Hillary B. Cassel is an American attorney and politician serving as a member of the Florida House of Representatives for the 101st district. She assumed office on November 8, 2022. Formerly a Democrat, she changed her party affiliation to Republican
in 2024.

== Education ==
Cassel earned a Bachelor of Science in political science and government from Florida State University in 2003 and a Juris Doctor from the Shepard Broad College of Law. While in law school, Cassel served as an editor on the Nova Law Review, was Chief Advocate of the Moot Court Honor Society, was a member of the Order of the Barristers, and earned the "Best Advocate" award from the National Institute for Trial Advocacy, among other distinctions.

== Career ==
From 2006 to 2009, Cassel served as an assistant state attorney in the 17th Circuit State Attorney's Office. From 2010 to 2013, she was an associate at Berk, Merchant, & Sims. She then worked as a senior associate at an insurance defense firm from 2012 to 2014. It was at this time that she met her husband and law partner, Michael.

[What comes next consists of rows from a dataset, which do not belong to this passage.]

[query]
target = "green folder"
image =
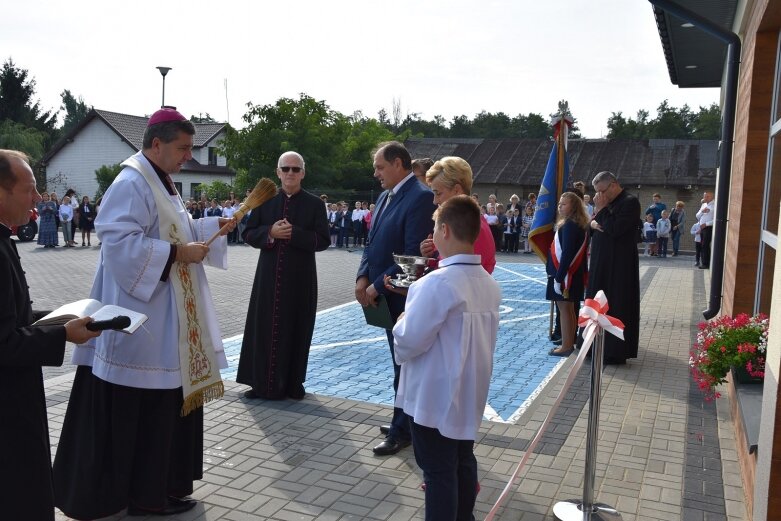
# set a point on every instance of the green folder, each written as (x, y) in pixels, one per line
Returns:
(379, 316)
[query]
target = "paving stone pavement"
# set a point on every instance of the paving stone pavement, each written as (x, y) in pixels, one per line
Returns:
(312, 460)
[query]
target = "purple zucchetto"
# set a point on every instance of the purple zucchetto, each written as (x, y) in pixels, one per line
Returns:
(165, 114)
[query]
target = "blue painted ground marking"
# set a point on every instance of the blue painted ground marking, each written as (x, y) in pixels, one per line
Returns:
(351, 360)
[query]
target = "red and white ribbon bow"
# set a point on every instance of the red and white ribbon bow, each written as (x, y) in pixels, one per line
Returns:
(593, 315)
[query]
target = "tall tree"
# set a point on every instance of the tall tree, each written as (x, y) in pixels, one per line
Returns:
(707, 123)
(16, 100)
(75, 111)
(16, 136)
(672, 123)
(305, 125)
(105, 175)
(200, 118)
(620, 127)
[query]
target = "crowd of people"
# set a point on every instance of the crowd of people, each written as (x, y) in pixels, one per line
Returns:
(137, 403)
(67, 215)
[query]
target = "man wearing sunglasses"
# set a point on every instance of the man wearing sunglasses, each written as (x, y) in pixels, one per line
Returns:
(614, 266)
(288, 230)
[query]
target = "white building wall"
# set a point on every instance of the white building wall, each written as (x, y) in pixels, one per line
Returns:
(202, 154)
(74, 166)
(97, 145)
(187, 179)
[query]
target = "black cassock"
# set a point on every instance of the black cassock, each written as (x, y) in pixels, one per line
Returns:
(281, 314)
(25, 461)
(615, 269)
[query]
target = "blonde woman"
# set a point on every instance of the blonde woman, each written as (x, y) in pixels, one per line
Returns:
(452, 176)
(566, 267)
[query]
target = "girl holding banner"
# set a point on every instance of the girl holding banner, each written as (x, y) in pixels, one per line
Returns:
(566, 266)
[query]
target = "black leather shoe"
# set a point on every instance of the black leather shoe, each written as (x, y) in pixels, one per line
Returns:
(390, 446)
(173, 506)
(297, 394)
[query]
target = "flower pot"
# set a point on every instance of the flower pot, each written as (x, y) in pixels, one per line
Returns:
(741, 376)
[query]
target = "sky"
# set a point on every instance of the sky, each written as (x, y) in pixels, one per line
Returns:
(433, 57)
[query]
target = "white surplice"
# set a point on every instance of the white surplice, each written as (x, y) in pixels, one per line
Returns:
(132, 259)
(445, 345)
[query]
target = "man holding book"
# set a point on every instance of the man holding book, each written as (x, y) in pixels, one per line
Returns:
(133, 432)
(25, 466)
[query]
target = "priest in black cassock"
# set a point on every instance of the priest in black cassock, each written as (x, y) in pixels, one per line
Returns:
(288, 230)
(614, 266)
(26, 490)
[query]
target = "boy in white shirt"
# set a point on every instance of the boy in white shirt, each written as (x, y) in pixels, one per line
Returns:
(444, 342)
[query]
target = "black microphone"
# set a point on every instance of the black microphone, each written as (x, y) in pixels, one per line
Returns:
(118, 322)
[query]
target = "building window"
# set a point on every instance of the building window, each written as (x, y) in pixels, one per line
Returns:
(769, 236)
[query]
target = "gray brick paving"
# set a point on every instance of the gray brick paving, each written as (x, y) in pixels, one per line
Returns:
(312, 460)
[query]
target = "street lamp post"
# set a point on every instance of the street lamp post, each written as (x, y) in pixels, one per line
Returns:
(164, 71)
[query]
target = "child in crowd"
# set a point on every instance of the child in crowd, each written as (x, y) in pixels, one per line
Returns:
(663, 230)
(649, 233)
(66, 216)
(697, 243)
(444, 342)
(509, 229)
(333, 226)
(526, 225)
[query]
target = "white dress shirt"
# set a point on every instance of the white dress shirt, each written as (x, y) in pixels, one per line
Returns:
(445, 345)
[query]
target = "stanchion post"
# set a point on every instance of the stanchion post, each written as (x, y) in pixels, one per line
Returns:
(586, 509)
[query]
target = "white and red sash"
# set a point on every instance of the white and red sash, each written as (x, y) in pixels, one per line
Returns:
(556, 252)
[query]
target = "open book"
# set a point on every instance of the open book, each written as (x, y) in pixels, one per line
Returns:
(96, 310)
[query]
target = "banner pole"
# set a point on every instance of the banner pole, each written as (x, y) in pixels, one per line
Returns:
(550, 322)
(586, 509)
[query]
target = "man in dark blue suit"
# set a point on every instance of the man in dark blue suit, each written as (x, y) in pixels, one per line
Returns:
(403, 220)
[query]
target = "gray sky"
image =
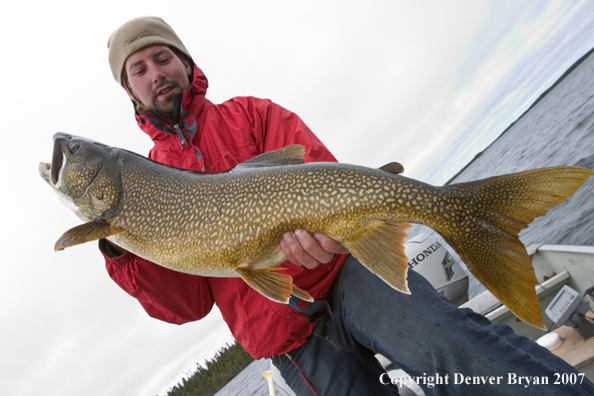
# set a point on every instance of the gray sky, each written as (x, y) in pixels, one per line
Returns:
(425, 83)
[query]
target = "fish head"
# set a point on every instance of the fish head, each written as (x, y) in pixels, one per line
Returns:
(87, 176)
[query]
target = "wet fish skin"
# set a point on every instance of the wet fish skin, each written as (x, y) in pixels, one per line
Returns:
(230, 224)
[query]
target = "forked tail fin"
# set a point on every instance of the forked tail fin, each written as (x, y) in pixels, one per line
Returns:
(487, 217)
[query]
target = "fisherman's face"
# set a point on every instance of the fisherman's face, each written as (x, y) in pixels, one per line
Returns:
(155, 74)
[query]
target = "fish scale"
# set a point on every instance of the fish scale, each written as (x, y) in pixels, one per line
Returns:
(230, 224)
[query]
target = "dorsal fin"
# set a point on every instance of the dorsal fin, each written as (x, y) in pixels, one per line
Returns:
(393, 167)
(290, 155)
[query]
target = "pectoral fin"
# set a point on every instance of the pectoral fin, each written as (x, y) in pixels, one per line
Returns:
(277, 287)
(85, 233)
(380, 248)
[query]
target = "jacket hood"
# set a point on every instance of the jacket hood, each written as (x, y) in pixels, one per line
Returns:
(193, 100)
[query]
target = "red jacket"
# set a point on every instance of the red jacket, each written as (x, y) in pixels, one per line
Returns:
(218, 137)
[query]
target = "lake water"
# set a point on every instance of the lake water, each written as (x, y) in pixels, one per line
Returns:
(557, 130)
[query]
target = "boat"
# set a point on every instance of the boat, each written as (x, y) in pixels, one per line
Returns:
(557, 268)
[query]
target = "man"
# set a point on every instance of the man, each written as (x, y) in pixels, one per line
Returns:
(326, 347)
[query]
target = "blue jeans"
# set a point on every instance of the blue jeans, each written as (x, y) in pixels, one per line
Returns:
(426, 336)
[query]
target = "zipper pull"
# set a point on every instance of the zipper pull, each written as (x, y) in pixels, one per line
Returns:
(180, 135)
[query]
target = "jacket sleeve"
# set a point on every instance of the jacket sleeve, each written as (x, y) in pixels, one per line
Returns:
(275, 127)
(167, 295)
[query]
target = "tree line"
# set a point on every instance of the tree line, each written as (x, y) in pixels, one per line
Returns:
(228, 361)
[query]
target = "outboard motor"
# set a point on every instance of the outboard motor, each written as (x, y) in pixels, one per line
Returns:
(429, 258)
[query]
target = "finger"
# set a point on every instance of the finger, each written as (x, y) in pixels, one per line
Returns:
(295, 253)
(312, 247)
(329, 244)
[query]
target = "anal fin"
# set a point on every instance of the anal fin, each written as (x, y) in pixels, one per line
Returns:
(380, 247)
(301, 294)
(85, 233)
(268, 282)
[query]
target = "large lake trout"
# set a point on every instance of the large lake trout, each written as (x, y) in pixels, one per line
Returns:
(230, 224)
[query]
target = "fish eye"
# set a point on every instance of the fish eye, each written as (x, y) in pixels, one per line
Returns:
(73, 147)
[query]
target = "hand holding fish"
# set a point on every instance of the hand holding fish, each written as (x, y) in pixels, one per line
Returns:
(307, 250)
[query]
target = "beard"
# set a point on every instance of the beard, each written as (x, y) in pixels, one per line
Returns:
(163, 107)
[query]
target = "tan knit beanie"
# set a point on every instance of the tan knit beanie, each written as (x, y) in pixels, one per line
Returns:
(135, 35)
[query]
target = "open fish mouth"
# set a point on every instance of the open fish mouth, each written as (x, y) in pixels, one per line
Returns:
(51, 172)
(45, 171)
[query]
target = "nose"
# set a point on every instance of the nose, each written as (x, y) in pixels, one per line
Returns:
(156, 73)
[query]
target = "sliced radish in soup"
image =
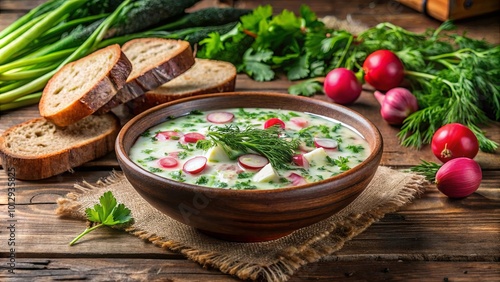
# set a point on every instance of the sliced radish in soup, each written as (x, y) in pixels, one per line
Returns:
(253, 161)
(195, 165)
(300, 160)
(325, 143)
(168, 162)
(299, 121)
(193, 137)
(296, 179)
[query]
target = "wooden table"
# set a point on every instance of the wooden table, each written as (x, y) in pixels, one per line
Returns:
(432, 239)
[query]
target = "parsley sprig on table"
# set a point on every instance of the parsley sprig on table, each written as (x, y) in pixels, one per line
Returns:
(107, 213)
(235, 142)
(455, 78)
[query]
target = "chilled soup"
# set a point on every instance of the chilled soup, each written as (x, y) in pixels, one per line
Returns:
(249, 148)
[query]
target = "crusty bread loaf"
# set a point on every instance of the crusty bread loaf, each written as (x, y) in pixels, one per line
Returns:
(81, 87)
(206, 76)
(155, 61)
(38, 149)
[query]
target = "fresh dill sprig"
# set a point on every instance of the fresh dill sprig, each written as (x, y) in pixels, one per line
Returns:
(236, 141)
(427, 169)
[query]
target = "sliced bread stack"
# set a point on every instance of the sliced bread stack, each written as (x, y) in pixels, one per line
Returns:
(39, 149)
(69, 134)
(81, 87)
(206, 76)
(155, 61)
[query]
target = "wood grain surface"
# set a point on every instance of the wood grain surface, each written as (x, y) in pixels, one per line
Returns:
(432, 239)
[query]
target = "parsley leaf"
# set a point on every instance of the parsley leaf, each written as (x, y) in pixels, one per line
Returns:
(255, 64)
(107, 213)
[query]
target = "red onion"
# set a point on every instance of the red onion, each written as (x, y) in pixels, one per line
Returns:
(458, 178)
(397, 104)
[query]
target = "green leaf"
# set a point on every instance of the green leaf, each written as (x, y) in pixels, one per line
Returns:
(252, 21)
(212, 44)
(255, 66)
(259, 71)
(306, 88)
(299, 70)
(107, 213)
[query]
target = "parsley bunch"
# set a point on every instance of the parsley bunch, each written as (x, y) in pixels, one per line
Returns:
(107, 213)
(455, 78)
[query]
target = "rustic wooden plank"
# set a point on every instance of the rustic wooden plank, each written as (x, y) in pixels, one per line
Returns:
(181, 270)
(431, 228)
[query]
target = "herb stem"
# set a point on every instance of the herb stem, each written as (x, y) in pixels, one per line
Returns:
(85, 232)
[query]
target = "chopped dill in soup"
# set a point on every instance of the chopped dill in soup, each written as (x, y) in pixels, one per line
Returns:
(249, 148)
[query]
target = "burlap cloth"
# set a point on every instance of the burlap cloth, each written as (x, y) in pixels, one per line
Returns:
(268, 261)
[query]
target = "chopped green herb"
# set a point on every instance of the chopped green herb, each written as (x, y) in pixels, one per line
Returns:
(341, 162)
(354, 148)
(266, 142)
(202, 180)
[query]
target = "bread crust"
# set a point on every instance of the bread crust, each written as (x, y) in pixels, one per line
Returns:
(156, 97)
(152, 78)
(53, 163)
(88, 103)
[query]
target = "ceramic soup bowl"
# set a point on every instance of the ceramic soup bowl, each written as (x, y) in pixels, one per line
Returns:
(249, 215)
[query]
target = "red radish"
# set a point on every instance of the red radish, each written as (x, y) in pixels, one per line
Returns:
(297, 179)
(342, 86)
(325, 143)
(220, 117)
(454, 140)
(299, 121)
(195, 165)
(383, 70)
(193, 137)
(168, 162)
(253, 161)
(174, 154)
(168, 135)
(274, 121)
(300, 160)
(458, 178)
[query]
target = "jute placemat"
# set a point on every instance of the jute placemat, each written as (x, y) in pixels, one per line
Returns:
(267, 261)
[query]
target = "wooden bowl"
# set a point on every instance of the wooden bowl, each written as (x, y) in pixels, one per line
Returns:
(248, 215)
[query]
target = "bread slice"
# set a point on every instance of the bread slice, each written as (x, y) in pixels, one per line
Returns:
(206, 76)
(38, 149)
(81, 87)
(155, 61)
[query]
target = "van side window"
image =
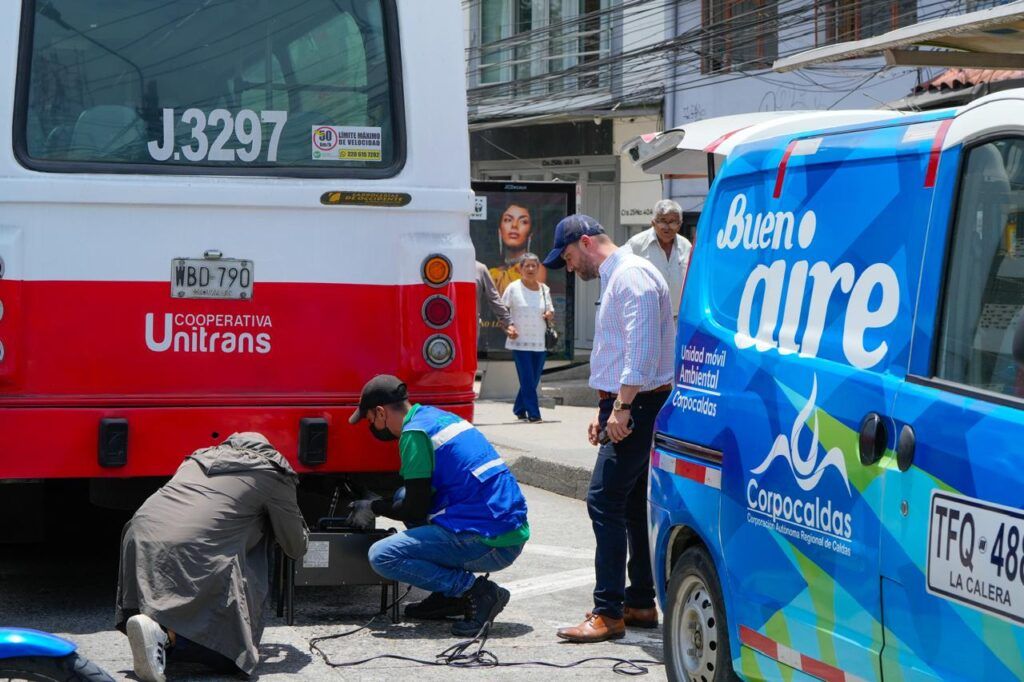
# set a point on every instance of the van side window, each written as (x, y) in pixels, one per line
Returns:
(195, 85)
(984, 293)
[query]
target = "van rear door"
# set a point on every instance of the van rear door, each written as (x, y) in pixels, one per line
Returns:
(952, 548)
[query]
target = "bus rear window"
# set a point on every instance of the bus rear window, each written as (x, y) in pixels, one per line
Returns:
(238, 86)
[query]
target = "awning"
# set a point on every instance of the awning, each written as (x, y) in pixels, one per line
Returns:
(985, 39)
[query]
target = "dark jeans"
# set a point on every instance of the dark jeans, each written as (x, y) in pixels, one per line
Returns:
(434, 558)
(528, 365)
(617, 506)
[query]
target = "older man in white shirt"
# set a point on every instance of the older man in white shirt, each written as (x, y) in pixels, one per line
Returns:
(666, 248)
(631, 369)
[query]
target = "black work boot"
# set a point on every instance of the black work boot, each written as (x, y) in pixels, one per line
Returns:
(436, 607)
(485, 601)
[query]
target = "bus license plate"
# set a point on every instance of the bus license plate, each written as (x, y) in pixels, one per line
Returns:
(976, 554)
(203, 278)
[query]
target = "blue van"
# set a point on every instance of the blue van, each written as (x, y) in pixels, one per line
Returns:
(837, 479)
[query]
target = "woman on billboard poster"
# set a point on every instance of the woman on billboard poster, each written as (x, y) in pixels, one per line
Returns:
(514, 237)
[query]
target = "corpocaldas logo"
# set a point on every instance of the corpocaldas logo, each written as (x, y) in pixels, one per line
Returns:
(784, 491)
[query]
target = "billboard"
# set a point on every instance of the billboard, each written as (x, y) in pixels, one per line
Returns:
(511, 219)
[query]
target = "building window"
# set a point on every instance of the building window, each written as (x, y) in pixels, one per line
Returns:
(840, 20)
(738, 35)
(527, 40)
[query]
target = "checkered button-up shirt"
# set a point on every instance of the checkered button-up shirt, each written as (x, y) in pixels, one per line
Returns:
(633, 339)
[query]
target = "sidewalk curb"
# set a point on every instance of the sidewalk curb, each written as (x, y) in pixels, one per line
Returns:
(564, 479)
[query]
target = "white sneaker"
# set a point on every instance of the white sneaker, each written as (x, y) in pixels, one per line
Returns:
(148, 643)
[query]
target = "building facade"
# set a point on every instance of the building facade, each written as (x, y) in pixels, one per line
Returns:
(556, 87)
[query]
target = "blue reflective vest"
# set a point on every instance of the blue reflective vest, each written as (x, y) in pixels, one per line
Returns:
(474, 491)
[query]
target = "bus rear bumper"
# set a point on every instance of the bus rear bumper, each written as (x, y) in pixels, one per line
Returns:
(64, 442)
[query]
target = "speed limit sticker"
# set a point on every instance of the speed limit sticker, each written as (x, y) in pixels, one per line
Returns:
(976, 554)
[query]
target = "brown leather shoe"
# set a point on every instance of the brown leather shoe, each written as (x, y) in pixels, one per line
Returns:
(637, 617)
(640, 617)
(594, 629)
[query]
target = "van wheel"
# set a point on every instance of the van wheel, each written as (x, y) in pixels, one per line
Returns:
(695, 634)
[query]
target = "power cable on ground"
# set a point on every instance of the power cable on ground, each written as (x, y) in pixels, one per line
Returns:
(471, 653)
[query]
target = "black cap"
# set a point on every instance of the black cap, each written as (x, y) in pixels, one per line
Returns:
(569, 230)
(382, 389)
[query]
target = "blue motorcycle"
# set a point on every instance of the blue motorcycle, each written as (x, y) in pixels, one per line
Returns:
(30, 654)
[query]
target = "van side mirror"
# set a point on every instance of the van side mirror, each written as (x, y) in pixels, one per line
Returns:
(1019, 342)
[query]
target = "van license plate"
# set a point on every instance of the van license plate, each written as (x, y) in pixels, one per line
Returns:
(976, 554)
(204, 278)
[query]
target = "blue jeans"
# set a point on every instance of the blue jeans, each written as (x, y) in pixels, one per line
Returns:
(617, 506)
(436, 559)
(528, 365)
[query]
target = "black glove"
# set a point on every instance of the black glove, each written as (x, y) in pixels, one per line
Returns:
(361, 515)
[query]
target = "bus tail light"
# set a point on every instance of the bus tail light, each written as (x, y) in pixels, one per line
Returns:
(438, 350)
(436, 270)
(312, 440)
(438, 311)
(113, 442)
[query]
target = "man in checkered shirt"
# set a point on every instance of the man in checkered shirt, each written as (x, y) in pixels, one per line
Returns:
(631, 367)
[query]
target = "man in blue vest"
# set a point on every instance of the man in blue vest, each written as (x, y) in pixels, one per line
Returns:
(470, 511)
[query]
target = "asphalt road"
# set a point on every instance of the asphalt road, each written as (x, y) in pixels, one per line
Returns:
(67, 587)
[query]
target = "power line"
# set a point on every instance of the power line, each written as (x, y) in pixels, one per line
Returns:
(792, 25)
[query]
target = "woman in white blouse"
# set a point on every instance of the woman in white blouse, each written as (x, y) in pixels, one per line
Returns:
(528, 301)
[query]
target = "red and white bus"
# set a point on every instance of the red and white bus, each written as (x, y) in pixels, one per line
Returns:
(226, 215)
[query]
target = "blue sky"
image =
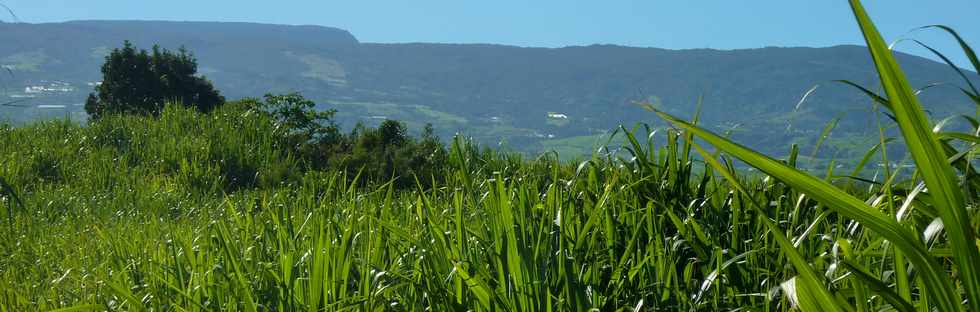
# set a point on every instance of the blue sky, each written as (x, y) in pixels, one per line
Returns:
(677, 24)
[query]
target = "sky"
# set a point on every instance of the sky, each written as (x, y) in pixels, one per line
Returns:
(678, 24)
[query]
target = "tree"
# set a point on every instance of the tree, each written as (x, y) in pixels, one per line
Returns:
(139, 82)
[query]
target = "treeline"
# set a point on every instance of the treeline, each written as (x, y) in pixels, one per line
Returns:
(384, 153)
(141, 83)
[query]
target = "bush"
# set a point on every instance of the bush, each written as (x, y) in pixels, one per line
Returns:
(138, 82)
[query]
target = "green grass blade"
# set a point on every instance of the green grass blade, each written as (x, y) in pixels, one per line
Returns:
(929, 157)
(939, 284)
(818, 298)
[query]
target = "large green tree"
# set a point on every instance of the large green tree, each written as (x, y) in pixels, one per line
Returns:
(135, 81)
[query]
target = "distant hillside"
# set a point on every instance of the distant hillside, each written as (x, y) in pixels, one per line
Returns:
(492, 92)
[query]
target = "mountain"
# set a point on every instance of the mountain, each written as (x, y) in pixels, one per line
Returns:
(533, 99)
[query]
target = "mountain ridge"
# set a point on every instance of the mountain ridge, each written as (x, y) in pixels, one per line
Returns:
(491, 91)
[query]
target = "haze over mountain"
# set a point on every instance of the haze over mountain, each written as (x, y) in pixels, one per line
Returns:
(534, 99)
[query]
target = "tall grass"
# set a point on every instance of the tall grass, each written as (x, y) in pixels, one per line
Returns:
(202, 212)
(943, 181)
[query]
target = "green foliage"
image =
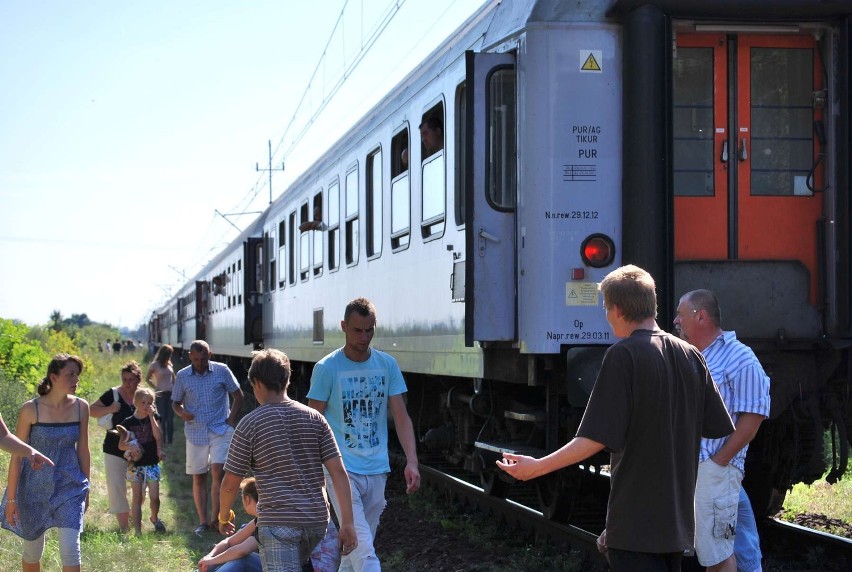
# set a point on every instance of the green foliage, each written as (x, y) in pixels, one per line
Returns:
(23, 359)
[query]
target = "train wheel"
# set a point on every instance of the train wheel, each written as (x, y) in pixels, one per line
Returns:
(491, 483)
(553, 498)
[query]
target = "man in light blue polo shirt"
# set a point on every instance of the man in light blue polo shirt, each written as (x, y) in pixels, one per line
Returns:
(725, 530)
(200, 398)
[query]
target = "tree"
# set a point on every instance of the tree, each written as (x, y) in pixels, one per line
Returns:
(56, 321)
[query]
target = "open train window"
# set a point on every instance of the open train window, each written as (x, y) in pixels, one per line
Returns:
(374, 203)
(400, 191)
(305, 227)
(272, 251)
(291, 250)
(501, 177)
(460, 144)
(318, 234)
(333, 226)
(433, 186)
(352, 229)
(282, 253)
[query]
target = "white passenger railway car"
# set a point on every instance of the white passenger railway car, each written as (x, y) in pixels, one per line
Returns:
(706, 141)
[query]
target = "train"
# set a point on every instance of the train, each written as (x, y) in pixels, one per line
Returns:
(707, 141)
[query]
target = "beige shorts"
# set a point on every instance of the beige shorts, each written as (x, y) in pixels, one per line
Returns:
(717, 493)
(116, 473)
(200, 457)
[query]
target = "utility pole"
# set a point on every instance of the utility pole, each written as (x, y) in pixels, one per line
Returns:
(270, 169)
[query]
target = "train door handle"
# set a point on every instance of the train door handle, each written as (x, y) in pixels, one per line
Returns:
(484, 236)
(488, 236)
(743, 150)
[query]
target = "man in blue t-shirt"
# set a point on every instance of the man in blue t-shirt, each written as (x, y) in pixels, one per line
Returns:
(354, 386)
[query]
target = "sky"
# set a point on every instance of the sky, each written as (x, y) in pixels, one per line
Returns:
(125, 126)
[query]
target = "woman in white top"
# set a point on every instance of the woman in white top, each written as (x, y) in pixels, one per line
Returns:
(164, 381)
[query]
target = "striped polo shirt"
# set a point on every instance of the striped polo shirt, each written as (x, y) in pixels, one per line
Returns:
(742, 383)
(285, 445)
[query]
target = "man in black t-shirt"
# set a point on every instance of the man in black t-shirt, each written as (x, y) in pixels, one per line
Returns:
(652, 402)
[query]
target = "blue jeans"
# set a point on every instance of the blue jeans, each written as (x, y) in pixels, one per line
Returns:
(250, 563)
(368, 502)
(284, 548)
(167, 414)
(746, 541)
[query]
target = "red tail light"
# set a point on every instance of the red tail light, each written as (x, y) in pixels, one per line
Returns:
(598, 250)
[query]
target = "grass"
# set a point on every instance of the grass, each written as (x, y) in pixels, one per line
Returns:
(831, 500)
(106, 550)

She was then a partner at Geyer Fuxa Tyler from 2014 to 2017 before establishing Cassel & Cassel in 2017.

Despite her freshman legislator status, Cassel was placed in the spotlight by the Democratic Caucus during the 2022 special session related to the Florida property insurance market due to her expertise in the subject matter. Cassel presented closing arguments in both the commerce committee as an ex officio member and floor debate during the house session on behalf of the caucus. She further provided closing remarks during the post-session press conference along with House Minority Leader Fentrice Driskell. Less than 24 hours after Cassel spoke to Insurance Commissioner David Altmaier's role in the insurance legislation passed during the special session, Mr. Altmaier resigned as Florida's Insurance Commissioner.

On December 27, 2024, Cassel announced that she was leaving the Democratic Party in favor of the Republican Party, citing the former's "failure to unequivocally support Israel" in the Gaza war.